Thanks Jacek for quick response.
Due to our system constraints, we can't move to Structured Streaming now.
But definitely YARN can be tried out.

But my problem is I'm able to figure out where is the issue, Driver,
Executor, or Worker. Even exceptions are clueless.  Please see the below
exception, I'm unable to spot the issue for OOM.

20/05/08 15:36:55 INFO Worker: Asked to kill driver
driver-20200508153502-1291

20/05/08 15:36:55 INFO DriverRunner: Killing driver process!
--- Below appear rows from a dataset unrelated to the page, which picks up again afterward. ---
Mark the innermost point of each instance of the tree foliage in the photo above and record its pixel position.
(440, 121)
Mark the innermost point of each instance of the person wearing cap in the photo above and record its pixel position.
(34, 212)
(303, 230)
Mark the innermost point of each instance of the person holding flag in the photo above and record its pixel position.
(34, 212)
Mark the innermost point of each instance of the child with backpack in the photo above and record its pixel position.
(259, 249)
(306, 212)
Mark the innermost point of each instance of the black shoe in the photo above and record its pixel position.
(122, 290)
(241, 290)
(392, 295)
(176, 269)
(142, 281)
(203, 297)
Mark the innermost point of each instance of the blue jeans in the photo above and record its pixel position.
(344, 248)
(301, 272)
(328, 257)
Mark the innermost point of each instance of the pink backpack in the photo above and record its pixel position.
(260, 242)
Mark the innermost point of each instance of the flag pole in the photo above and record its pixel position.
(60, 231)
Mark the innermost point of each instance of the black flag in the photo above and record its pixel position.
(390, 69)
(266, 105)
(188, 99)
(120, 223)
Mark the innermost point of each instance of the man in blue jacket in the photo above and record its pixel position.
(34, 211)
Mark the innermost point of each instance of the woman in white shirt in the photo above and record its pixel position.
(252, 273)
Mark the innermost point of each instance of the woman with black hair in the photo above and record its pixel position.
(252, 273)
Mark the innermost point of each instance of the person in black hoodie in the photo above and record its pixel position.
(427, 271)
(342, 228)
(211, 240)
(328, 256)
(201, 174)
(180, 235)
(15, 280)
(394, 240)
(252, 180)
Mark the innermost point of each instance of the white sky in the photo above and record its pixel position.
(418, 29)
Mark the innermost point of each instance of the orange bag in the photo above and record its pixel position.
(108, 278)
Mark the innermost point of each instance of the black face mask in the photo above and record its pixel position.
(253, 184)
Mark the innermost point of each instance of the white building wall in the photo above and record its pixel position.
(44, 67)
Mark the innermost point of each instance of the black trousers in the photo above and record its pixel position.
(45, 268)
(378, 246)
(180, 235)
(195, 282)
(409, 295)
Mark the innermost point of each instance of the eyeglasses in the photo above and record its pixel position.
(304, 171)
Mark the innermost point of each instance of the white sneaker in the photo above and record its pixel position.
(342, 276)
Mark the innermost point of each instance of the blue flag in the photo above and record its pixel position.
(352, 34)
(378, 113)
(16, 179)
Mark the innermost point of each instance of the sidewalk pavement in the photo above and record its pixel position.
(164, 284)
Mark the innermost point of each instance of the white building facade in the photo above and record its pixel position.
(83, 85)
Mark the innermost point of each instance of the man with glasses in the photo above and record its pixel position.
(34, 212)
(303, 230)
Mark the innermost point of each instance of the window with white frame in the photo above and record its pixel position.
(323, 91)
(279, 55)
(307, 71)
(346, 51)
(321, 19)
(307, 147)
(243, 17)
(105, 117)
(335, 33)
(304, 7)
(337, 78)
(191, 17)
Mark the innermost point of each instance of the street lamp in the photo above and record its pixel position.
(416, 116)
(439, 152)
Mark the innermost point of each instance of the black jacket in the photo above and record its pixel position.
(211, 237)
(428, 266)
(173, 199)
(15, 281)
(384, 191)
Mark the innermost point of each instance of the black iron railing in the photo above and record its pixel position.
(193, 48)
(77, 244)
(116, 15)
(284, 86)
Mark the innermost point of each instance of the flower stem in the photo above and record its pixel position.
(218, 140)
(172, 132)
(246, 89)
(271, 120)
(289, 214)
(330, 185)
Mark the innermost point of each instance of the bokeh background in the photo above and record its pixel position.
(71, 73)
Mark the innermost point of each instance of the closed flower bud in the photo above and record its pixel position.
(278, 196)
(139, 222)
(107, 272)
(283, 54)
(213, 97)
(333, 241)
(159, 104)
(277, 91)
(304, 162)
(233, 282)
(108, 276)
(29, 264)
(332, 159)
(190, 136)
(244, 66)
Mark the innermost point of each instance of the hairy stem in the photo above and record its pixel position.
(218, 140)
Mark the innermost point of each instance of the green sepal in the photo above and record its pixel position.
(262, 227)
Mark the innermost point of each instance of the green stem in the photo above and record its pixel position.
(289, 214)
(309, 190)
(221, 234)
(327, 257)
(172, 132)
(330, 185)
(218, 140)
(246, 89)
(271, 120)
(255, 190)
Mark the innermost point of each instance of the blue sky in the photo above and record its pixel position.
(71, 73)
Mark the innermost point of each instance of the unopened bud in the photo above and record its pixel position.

20/05/08 15:36:55 INFO CommandUtils: Redirection to
/grid/1/spark/work/driver-20200508153502-1291/stderr closed: Stream closed

20/05/08 15:36:55 INFO CommandUtils: Redirection to
/grid/1/spark/work/driver-20200508153502-1291/stdout closed: Stream closed

20/05/08 15:36:55 INFO ExternalShuffleBlockResolver: Application
app-20200508153654-11776 removed, cleanupLocalDirs = true

20/05/08 15:36:55 INFO Worker: Driver driver-20200508153502-1291 was killed
by user

*20/05/08 15:43:06 WARN AbstractChannelHandlerContext: An exception
'java.lang.OutOfMemoryError: Java heap space' [enable DEBUG level for full
stacktrace] was thrown by a user handler's exceptionCaught() method while
handling the following exception:*

*java.lang.OutOfMemoryError: Java heap space*

*20/05/08 15:43:23 ERROR SparkUncaughtExceptionHandler: Uncaught exception
in thread Thread[dispatcher-event-loop-6,5,main]*

*java.lang.OutOfMemoryError: Java heap space*

*20/05/08 15:43:17 WARN AbstractChannelHandlerContext: An exception
'java.lang.OutOfMemoryError: Java heap space' [enable DEBUG level for full
stacktrace] was thrown by a user handler's exceptionCaught() method while
handling the following exception:*

*java.lang.OutOfMemoryError: Java heap space*

20/05/08 15:43:33 INFO ExecutorRunner: Killing process!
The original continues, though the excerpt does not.